Bila dilihat lebih jauh partisipasi politik masyarakat dalam rencana pembangunan harus sudah dimulai sejak saat perencanaan kemudian pelaksanaan dan seterusnya pemeliharaan. Surbakti (1992:16), Kegiatan masyarakat yang disebut partisipasi politik adalah perilaku politik lembaga dan para pejabat pemerintah yang bertanggung jawab membuat, melaksanakan dan menegakkan keputusan politik, perilaku politik masyarakat (individu/kelompok) yang berhak mempengaruhi lembaga dan pejabat pemerintah dalam pengambilan keputusan politik, karena menyangkut kehidupan masyarakat. Dalam perspektif politik, Huntington (1993:270), partisipasi politik masyarakat merupakan ciri khas modernisasi politik dalam pembangunan, kemajuan demokrasi dapat dilihat dari seberapa besar partisipasi politik masyarakat. (Tjokroamidjojo, 1991:113), pertama, partisipasi politik aktif masyarakat berarti keterlibatan dalam proses penentuan arah, strategi dan kebijakan; kedua, keterlibatan dalam memikul hasil dan manfaat pembangunan secara berkeadilan.

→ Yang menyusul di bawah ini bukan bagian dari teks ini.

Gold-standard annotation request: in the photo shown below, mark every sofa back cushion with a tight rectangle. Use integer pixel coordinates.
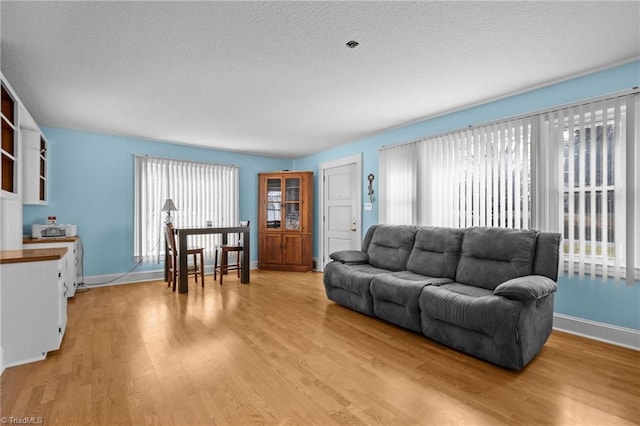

Alexander Abe (2001:110), Partisipasi politik masyarakat merupakan hal terpenting dalam pembangunan nagari, yaitu akan menjadi wahana political education yang sangat baik. Sedangkan menurut Conyers(1994:154), Pertama, partisipasi politik masyarakat sebagai alat guna memperoleh suatu informasi mengenai kondisi, kebutuhan dan sikap masyarakat yang tanpa kehadirannya program pembangunan nagari serta proyek akan gagal; kedua, masyarakat akan lebih mempercayai program pembangunan dinagari, jika merasa dilibatkan dalam proses persiapan dan perencanaannya dan pengambilan keputusan terhadap prioritas pembangunan yang sesuai kebutuhan masyarakat, karena akan lebih mengetahui seluk-beluk proyek dan akan mempunyai rasa memiliki terhadap proyek; dan ketiga, yang mendorong partisipasi umum dibanyak negara karena timbul anggapan bahwa hak demokrasi bila masyarakat dilibatkan dalam pembangunan masyarakat.” Katz (165:100), partisipasi politik masyarakat diwujudkan melalui partisipasi politik dalam proses pembuatan keputusan, pelaksanaan, pemanfaatan hasil dan evaluasi.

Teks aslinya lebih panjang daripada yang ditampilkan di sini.